System and Organization Controls (SOC) Reports

Independent third-party audit reports on internal controls of a cloud service provider

Frequently asked questions about SOC reports

Frequently asked questions about SOC reports

  • What is an SOC report?

    An SOC report is an independent audit issued by a third-party audit institution based on relevant guidelines developed by the American Institute of Certified Public Accountants (AICPA) for the systems and internal controls of outsourced service providers.


    SOC reports are classified as SOC 1 (including Type I and Type II), SOC 2 (including Type I and Type II), or SOC 3.


    • An SOC 1 report is intended to examine the controls related to financial reporting processes and is usually used by cloud customers and their independent auditors. SOC Type II reports provide more opinions on operational effectiveness than Type I reports to achieve related control objectives.


    • An SOC 2 report focuses on the internal operations and compliance of an organization, including controls related to security, availability, process integrity, confidentiality, and privacy. An SOC Type I report demonstrates the design rationality of internal controls within the organization, and SOC Type II reports reflects the effectiveness of the implementation of the measures during the reporting period.


    • An SOC 3 report is a summary version based on the SOC 2 Type II report and is available to the public.



    Huawei Cloud has earned SOC 1 Type II, SOC 2 Type II, and SOC 3 certification. Huawei Cloud is the first cloud service provider in the world to meet the SOC 2 requirements for controls related to security, availability, process integrity, confidentiality, and privacy. This certifies that information security controls adopted by Huawei Cloud meet strictest requirements of the internationally recognized standards and also certifies our abilities to provide you with world-class security and privacy protection.

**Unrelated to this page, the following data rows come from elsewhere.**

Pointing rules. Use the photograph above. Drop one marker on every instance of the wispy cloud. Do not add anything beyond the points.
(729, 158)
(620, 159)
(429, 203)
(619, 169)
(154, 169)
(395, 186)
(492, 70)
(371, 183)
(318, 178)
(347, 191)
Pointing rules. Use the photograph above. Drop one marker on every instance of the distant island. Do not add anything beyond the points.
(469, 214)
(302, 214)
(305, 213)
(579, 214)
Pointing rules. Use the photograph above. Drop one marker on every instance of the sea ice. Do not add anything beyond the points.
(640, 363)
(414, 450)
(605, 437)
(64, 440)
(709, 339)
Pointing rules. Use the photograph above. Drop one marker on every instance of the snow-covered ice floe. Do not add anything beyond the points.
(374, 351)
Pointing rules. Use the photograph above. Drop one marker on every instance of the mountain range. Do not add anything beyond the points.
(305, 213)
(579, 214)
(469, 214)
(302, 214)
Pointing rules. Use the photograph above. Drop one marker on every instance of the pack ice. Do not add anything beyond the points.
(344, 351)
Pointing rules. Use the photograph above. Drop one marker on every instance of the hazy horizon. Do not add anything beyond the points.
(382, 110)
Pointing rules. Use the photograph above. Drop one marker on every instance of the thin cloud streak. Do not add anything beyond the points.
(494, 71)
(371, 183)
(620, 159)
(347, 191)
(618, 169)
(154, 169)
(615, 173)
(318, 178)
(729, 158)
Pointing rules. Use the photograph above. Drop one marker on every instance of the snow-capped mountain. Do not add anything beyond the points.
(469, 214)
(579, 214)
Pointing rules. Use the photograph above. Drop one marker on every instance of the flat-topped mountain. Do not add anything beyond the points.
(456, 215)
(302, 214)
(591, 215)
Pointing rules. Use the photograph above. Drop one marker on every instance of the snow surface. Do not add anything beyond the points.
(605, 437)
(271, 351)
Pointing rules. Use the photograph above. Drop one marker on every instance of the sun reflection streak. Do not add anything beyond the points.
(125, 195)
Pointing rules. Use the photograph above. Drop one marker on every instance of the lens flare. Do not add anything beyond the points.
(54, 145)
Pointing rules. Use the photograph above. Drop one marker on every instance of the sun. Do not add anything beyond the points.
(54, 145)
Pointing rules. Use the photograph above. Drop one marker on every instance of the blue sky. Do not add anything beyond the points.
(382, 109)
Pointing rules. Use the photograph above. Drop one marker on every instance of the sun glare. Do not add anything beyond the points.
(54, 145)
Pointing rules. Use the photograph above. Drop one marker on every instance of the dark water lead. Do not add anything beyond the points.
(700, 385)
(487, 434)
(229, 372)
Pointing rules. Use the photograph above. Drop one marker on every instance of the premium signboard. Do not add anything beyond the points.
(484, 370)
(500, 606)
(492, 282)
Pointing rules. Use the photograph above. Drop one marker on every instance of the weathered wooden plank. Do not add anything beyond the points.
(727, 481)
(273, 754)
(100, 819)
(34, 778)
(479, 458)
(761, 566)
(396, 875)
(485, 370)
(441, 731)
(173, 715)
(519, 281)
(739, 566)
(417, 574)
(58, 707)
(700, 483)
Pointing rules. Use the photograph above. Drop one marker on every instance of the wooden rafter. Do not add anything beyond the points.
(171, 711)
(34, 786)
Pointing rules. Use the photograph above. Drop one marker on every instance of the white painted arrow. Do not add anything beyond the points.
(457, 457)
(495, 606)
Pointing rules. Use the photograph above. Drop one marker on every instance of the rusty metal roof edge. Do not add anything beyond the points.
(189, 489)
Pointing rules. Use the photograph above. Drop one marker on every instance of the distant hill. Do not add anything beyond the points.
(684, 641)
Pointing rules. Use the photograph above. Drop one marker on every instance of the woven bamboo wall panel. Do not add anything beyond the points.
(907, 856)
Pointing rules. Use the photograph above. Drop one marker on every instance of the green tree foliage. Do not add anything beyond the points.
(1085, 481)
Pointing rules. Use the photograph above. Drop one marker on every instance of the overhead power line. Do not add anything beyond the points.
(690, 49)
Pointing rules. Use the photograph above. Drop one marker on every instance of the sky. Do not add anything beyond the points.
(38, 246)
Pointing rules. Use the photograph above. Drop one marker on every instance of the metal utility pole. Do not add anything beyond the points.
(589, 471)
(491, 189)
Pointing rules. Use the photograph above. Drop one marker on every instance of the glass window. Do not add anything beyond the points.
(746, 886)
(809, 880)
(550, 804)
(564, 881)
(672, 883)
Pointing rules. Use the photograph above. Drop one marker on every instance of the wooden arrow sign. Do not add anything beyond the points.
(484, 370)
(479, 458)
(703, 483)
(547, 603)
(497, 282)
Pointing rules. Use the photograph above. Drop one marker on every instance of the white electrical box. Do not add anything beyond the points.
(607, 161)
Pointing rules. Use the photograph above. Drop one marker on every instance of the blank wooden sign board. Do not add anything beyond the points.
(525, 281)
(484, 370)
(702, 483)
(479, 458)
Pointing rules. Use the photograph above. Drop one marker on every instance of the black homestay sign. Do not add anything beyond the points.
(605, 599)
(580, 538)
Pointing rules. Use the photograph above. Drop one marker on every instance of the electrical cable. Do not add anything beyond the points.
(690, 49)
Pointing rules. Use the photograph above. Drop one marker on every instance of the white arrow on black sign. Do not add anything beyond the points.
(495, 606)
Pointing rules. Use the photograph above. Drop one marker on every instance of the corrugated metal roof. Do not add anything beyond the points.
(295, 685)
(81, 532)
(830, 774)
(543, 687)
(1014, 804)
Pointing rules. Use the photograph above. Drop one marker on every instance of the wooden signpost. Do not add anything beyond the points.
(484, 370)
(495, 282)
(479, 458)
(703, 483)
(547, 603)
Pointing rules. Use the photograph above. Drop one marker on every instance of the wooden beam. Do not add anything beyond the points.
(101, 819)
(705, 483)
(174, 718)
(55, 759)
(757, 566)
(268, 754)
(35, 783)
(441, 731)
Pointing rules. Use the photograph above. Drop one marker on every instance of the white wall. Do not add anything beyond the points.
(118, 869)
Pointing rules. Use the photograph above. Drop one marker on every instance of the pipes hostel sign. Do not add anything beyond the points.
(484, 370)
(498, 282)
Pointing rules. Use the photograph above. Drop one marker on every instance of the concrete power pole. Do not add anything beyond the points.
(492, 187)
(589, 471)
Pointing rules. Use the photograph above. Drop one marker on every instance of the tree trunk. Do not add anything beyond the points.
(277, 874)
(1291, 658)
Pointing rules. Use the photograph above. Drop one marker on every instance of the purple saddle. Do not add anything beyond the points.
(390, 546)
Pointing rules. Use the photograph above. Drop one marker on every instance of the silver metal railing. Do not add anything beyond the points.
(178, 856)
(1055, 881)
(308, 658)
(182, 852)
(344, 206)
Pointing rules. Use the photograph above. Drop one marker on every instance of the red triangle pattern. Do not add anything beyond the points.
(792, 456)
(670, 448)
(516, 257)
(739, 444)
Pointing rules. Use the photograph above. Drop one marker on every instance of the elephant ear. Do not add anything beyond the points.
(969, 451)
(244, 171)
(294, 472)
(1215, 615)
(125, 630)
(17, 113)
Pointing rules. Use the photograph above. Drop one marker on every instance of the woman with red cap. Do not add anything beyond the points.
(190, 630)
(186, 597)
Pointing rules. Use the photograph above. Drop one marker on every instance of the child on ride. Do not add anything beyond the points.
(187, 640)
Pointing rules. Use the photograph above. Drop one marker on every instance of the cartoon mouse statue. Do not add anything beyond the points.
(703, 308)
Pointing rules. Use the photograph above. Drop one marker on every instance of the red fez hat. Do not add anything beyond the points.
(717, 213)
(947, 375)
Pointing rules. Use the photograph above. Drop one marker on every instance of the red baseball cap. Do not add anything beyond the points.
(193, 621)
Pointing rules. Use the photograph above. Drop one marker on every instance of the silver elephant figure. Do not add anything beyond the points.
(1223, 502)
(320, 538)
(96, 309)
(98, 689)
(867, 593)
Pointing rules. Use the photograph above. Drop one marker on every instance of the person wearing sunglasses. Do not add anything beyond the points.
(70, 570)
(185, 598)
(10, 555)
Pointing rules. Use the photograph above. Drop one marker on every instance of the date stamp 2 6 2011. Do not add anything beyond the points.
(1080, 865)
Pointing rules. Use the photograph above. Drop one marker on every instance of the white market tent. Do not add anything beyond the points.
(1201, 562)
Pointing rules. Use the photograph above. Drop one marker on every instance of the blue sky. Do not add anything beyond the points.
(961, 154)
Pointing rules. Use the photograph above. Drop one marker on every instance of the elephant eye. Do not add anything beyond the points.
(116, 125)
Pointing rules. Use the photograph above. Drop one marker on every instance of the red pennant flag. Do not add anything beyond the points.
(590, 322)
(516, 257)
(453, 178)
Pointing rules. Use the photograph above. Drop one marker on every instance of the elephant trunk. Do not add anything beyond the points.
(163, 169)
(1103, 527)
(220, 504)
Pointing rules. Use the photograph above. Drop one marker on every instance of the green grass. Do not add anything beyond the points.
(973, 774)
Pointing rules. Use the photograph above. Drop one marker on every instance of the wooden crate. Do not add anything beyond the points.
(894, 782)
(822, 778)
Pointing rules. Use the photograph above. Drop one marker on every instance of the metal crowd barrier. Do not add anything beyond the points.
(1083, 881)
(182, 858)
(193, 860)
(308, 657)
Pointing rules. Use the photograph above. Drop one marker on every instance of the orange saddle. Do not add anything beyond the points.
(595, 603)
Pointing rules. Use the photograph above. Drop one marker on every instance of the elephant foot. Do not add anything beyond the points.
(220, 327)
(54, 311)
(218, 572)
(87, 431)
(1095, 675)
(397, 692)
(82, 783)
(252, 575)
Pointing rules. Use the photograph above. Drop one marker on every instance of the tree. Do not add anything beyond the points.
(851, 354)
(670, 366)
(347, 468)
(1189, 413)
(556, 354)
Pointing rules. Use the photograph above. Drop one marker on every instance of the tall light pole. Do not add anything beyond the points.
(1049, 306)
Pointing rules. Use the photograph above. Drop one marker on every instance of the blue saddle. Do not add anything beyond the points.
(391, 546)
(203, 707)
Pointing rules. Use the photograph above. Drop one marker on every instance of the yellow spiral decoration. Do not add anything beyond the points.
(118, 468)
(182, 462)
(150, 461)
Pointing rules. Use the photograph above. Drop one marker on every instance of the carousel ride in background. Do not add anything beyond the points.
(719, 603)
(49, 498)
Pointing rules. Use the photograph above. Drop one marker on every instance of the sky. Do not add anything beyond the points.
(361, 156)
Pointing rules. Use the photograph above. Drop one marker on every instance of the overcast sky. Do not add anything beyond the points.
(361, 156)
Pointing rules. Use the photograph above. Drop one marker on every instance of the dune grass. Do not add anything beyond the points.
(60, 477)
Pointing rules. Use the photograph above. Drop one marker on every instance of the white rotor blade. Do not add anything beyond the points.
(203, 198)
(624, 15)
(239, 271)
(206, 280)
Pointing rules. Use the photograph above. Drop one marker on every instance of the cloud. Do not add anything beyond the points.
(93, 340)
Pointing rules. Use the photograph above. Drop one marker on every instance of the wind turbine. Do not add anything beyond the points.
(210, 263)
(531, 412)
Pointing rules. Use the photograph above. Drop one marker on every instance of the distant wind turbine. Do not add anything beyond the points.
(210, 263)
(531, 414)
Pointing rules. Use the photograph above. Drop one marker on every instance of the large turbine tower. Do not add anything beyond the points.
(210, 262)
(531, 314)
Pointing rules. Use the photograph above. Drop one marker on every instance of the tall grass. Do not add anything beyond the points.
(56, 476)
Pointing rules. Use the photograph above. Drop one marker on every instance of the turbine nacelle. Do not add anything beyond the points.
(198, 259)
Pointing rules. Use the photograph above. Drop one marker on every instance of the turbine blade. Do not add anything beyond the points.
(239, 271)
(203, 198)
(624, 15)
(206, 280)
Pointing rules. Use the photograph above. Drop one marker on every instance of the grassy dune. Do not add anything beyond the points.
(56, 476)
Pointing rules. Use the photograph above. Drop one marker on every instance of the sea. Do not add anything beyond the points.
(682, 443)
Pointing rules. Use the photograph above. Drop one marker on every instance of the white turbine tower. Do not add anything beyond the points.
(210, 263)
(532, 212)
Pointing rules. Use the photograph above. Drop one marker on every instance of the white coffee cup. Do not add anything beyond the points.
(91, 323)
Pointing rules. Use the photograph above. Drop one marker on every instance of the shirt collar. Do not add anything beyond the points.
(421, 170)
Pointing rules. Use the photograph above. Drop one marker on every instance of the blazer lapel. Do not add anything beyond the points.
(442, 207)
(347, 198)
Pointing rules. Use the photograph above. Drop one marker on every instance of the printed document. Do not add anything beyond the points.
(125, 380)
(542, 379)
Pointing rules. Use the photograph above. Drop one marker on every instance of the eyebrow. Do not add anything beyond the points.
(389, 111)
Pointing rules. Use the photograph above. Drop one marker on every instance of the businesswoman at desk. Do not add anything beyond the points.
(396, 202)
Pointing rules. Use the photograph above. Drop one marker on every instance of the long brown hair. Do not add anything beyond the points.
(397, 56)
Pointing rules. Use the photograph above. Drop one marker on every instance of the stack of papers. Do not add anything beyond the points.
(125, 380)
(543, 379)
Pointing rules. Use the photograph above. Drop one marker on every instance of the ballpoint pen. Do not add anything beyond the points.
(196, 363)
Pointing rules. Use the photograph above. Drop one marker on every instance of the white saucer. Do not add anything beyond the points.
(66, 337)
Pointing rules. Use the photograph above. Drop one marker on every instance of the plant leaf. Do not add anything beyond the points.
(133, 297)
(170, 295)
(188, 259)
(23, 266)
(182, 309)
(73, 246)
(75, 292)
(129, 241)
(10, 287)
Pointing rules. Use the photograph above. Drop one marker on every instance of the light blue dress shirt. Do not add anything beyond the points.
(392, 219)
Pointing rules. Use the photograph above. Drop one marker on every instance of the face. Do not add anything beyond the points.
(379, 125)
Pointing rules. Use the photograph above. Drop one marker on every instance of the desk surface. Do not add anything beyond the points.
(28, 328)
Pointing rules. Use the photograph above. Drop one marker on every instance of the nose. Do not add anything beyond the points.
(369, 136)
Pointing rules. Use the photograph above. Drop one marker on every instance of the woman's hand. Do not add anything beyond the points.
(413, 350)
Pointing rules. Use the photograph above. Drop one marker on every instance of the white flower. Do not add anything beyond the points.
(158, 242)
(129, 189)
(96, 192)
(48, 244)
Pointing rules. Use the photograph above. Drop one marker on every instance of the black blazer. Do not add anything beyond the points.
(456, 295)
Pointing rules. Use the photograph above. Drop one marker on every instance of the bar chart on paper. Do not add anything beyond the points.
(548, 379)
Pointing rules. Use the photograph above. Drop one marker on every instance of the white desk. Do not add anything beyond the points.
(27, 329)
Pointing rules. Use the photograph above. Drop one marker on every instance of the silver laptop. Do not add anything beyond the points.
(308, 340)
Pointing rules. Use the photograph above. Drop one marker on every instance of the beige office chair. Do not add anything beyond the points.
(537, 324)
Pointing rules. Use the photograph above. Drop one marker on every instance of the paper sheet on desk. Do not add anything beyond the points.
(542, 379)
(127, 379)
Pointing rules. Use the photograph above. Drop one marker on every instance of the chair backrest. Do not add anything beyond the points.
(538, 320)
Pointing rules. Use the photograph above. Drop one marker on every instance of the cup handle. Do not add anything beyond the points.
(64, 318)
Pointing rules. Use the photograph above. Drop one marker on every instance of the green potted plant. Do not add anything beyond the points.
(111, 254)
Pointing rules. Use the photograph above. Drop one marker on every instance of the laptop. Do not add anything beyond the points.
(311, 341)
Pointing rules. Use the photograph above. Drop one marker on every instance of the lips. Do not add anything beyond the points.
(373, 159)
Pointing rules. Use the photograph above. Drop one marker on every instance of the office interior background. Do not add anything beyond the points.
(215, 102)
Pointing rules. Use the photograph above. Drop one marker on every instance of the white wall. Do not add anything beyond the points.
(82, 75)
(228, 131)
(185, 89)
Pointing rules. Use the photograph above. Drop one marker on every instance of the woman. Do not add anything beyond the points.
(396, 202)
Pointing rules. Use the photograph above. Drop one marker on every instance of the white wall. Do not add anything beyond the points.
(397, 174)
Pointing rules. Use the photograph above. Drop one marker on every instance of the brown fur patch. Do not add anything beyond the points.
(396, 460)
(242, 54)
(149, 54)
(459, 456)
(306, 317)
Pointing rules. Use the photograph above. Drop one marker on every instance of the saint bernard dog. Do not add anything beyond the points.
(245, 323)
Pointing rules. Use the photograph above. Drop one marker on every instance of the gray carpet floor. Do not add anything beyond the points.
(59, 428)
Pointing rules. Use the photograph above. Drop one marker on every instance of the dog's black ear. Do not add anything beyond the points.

    Huawei Cloud periodically invites third-party organizations to review its information security management systems to ensure that the ever-evolving Huawei Cloud environment and services are always protected by industry-leading information security management capabilities.

  • Which data centers are covered by the Huawei Cloud SOC reports?

    The SOC reports for Huawei Cloud cover 30+ data centers in Chinese Mainland, Hong Kong (China), Thailand, Mexico, Singapore, South Africa, Chile, and Brazil. You can download the Huawei Cloud SOC audit reports from Compliance Certificates.

  • Which Huawei Cloud services are covered by SOC reports?

    The SOC reports certification covers over 150 Huawei Cloud services including, but not limited to, Advanced Anti-DDoS (AAD), Web Application Firewall (WAF), Data Encryption Workshop (DEW), and Database Security Service (DBSS). You can download Huawei Cloud's SOC reports from Compliance Certificates.


    If you would like to learn more about our products, please contact us.


  • How long is an SOC report valid?

    SOC reports are issued based on independent audits and demonstrate the rationality and effectiveness of internal controls of an organization for a certain period of time in the past. So SOC reports do not expire.


    Huawei Cloud invites third-party auditors to perform SOC audits twice a year. They will issue two SOC reports. You can request SOC reports to learn how well Huawei Cloud controls meet audit requirements. The first audit starts on April 1 of the previous year and ends on March 31 of the current year, and the SOC report is released at the beginning of June. The second audit starts on October 1 of the previous year and ends on September 30 of the current year, and the report is released at the beginning of December of the current year.


    Huawei Cloud will periodically issue an SOC Continued Operations Letter to demonstrate that Huawei Cloud will continue to maintain the system and control environment described in the latest SOC 1 and SOC 2 reports and continue to implement the same controls.You can download SOC reports and SOC Continued Operations Letters in Compliance Center.